I can see it now. More land in pot growing than corn. Wait until there is a shortage of Doritos because of it.


----------



## Trophy Specialist (Nov 30, 2001)

JUSTCATCHINUM said:


> We have a place in Au Gres Twp. It will be interesting to see what happens near us, taking in consideration what is/has been going on for some time.


No need to wait and see. Property zone commercial in Au Gres township is already going way up. I know of at least a couple properties that have more than doubled in value in the last year there. Now if the fall marijuana ballot initiated fails for recreational sales in MI, then things will go back to the way it was, but all indications show that it will likely pass by a landslide. The 800 pound gorilla in the room though is the FEDs who could disrupt all the state pot laws. I really think it could be a big issue in upcoming elections.


----------



## Petronius (Oct 13, 2010)

My city has an ordinance against grow operations. There was a grow operation in a commercial building near my house. We had it shut down. When the city inspectors learned the building was being used without being inspected, they demanded to be let in. The operators moved out at night. The police checked it the next day.
The building owner claimed ignorance. Said he didn’t know who leased it or what they were doing in it. He got smart and made some phone calls after being told his building was in jeopardy.


----------



## TrailMarker (Dec 8, 2012)

petronius said:


> My city has an ordinance against grow operations. There was a grow operation in a commercial building near my house. We had it shut down. When the city inspectors learned the building was being used without being inspected, they demanded to be let in. The operators moved out at night. The police checked it the next day.
> The building owner claimed ignorance. Said he didn’t know who leased it or what they were doing in it. He got smart and made some phone calls after being told his building was in jeopardy.

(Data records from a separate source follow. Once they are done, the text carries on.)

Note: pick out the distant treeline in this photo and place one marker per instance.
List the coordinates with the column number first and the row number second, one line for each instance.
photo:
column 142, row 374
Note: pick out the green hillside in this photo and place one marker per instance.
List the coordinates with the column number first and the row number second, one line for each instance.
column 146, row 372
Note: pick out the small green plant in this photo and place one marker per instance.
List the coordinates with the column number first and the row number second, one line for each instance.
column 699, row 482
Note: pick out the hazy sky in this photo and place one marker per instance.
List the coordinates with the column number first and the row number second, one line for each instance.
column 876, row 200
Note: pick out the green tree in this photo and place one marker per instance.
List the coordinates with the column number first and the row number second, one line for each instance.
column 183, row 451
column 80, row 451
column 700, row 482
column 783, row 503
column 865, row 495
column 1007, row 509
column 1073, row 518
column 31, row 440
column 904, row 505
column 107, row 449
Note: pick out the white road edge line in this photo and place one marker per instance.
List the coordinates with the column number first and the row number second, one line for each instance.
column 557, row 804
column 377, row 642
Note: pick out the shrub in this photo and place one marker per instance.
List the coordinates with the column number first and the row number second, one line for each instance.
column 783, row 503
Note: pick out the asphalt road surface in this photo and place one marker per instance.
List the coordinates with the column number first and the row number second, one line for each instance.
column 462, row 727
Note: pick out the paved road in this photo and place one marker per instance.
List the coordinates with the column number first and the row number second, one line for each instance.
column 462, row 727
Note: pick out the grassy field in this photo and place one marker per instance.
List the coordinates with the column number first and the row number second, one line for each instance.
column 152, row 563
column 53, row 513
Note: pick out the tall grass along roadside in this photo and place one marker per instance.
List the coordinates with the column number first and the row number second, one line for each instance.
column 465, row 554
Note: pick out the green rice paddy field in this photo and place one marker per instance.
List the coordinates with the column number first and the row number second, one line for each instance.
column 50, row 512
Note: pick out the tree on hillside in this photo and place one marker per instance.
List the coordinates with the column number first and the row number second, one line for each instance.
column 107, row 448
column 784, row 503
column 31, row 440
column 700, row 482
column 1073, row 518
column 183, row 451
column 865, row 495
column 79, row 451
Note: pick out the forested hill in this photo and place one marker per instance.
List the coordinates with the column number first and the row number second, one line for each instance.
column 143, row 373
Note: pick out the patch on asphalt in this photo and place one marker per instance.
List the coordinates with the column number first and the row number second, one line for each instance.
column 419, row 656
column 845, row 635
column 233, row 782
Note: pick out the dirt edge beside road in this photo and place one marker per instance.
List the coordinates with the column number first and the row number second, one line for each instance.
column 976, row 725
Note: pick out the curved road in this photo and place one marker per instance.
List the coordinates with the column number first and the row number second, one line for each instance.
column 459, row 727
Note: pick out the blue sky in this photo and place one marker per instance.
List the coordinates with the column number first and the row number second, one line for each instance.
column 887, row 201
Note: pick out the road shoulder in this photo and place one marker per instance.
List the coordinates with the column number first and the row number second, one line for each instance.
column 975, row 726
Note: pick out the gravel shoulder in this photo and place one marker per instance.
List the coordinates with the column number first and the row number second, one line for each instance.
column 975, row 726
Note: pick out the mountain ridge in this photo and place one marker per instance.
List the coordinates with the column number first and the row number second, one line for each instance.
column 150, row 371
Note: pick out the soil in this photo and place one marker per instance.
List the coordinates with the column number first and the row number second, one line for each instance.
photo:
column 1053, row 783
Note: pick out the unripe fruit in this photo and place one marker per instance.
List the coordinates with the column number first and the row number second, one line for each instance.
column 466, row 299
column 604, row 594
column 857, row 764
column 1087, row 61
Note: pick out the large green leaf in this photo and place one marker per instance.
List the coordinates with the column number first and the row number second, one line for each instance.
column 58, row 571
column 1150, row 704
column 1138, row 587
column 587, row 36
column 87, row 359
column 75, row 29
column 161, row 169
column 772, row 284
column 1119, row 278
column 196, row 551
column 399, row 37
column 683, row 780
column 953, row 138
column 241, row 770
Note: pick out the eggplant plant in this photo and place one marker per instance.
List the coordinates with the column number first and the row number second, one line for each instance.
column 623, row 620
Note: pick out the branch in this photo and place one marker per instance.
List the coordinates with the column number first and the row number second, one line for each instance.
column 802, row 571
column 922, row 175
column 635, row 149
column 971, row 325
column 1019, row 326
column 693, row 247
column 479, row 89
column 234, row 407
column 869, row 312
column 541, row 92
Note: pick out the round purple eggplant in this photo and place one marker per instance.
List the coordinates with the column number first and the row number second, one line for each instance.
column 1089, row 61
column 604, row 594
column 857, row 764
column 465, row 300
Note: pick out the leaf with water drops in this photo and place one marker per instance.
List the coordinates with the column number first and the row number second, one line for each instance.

Until we figure out if the Feds will allow it, I suppose every building is in jeopardy from search and seizure. It's such a weird balance - investors investing with a lot of assumptions and the Feds somewhat undecided what they will do.


----------



## junkman (Jan 14, 2010)

You could always open a pizzeria on your property.


----------



## Petronius (Oct 13, 2010)

junkman said:


> You could always open a pizzeria on your property.


Or a taco stand.


----------



## junkman (Jan 14, 2010)

petronius said:


> Or a taco stand.


A Taco Bell would have been my second choice.


----------



## paperhead (Feb 1, 2005)

I have a pot green\grow house on the 10 acre parcel near the back of my property. It is all legal. (No I don't own it) The only issue i have is in Sept and the beginning if Oct. Skunk smell from air vents. I do believe the smell during harvest season effects the deer i think it effects their sense of smell. My trail cams during this time are picture less. Once they harvest all the deer come back.


----------



## mattawanhunter (Oct 30, 2011)

I'd be thinking who is gonna be trying to break in over there, hopefully it stays low key/ low profile and doesn't hurt property values.

I'd be ready to record and document any wrong doing so if this go south you can use the evidence to shut it down.





xx13 said:


> I'm in one of the townships in Michigan that passed the right to grow ,process and dispense licensed commercial marijuana. I found out today that they want to put a processing building across the street from me. I live in a farm, residential area,I know that the township will make some money out of the deal and I'm ok with that . I'm worried about property values on my place . I'm not against weed and to each his own. I'm I overacting about this ? What would u think if they put this across the street from your little piece of heaven?


----------